* * *
In the passage from the Acts of the Apostles we heard the voice of Peter, which announces with power Jesus’ resurrection. Peter is a witness of the hope that is in Christ. And in the second reading it is again Peter who confirms the faithful in Christ, writing: “Through him you believe in God, who raised him from the dead … so that your faith and hope are in God” (1 Peter 1:21).
Peter is the community’s fixed point of reference because his foundation is the Rock that is Christ.
This is how John Paul II was, a true rock (“pietra”) anchored in the great Rock (“Roccia”).
A week after the canonization of John XXIII and John Paul II, we are gathered in this church of Poles in Rome to thank the Lord for the gift of the holy Bishop of Rome, who was a son of your nation. [We are gathered] in this church where he came more than 80 times! He always came here at different times of his life and of the life of Poland.
In the moments of sadness and of dejection, when everything seemed lost, he never lost hope, because his faith and hope were fixed in God (cf. 1 Peter 1:21). And so he was a rock, a rock for this community that prays here, that listens here to the Word, prepares for the Sacraments and administers them, welcomes those in need, sings and celebrates, and from here returns to the outskirts of Rome…
You, brothers and sisters, are part of a people that has been much tried in its history. The Polish people knows well that to enter into glory we must past through the passion and the cross (cf. Luke 24:26). And this people knows about these things not from study but by living through them. St. John Paul II, as a worthy son of his earthly homeland, followed this path. He followed it in an exemplary way, receiving complete spoliation from God. Because of this “his flesh rests in hope” (Cf. 2:26; Psalms 16:9).
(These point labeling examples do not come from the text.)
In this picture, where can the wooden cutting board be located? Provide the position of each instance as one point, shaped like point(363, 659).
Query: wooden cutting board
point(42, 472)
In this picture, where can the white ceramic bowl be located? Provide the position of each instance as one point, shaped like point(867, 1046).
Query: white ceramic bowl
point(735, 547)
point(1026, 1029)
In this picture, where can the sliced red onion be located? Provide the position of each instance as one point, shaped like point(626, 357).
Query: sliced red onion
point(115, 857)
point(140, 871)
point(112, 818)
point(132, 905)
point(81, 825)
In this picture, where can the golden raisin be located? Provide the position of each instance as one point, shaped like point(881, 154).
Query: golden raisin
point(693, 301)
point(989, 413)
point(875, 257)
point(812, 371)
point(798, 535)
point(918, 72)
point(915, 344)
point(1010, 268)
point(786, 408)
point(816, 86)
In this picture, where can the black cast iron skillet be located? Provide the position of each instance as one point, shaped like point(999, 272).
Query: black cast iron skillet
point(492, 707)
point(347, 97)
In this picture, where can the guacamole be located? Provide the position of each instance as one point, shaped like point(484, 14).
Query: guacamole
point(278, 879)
And what about us? Are we ready to follow this road?
You, dear brothers, who today form the Polish Christian community in Rome, do you want to follow this road?
St. Peter, together with the voice of St. John Paul II, says to you: “Conduct yourselves with the fear of God while you live as exiles here below” (1 Peter 1:17). It is true, we are wayfarers, but not vagrants! We are on a journey but we know where we are going! Vagrants do not know this. As St. John Paul II said, we are pilgrims but not vagabonds!
The 2 disciples of Emmaus were vagrants when they left Jerusalem, they did not know where they would end up, but not when they came back! When they returned they were witnesses of the hope that is Christ! Because they encountered him, the Wayfarer who has risen. This Jesus is the Wayfarer who has risen who journeys with us. Jesus is here today, he is here with us. He is here in his Word, he is here on the altar, journeying with us, he is the Wayfarer who has risen.
We too can become “wayfarers who have risen,” if his Word burns in our heart, and his Eucharist opens our eyes to faith and nourishes us with hope and charity. We too can travel with our brothers and sisters who are sad and desperate, and we can warm their hearts with the Gospel, and we can break the bread of brotherhood with them.
St. John Paul II help us to be “wayfarers who have risen.” Amen.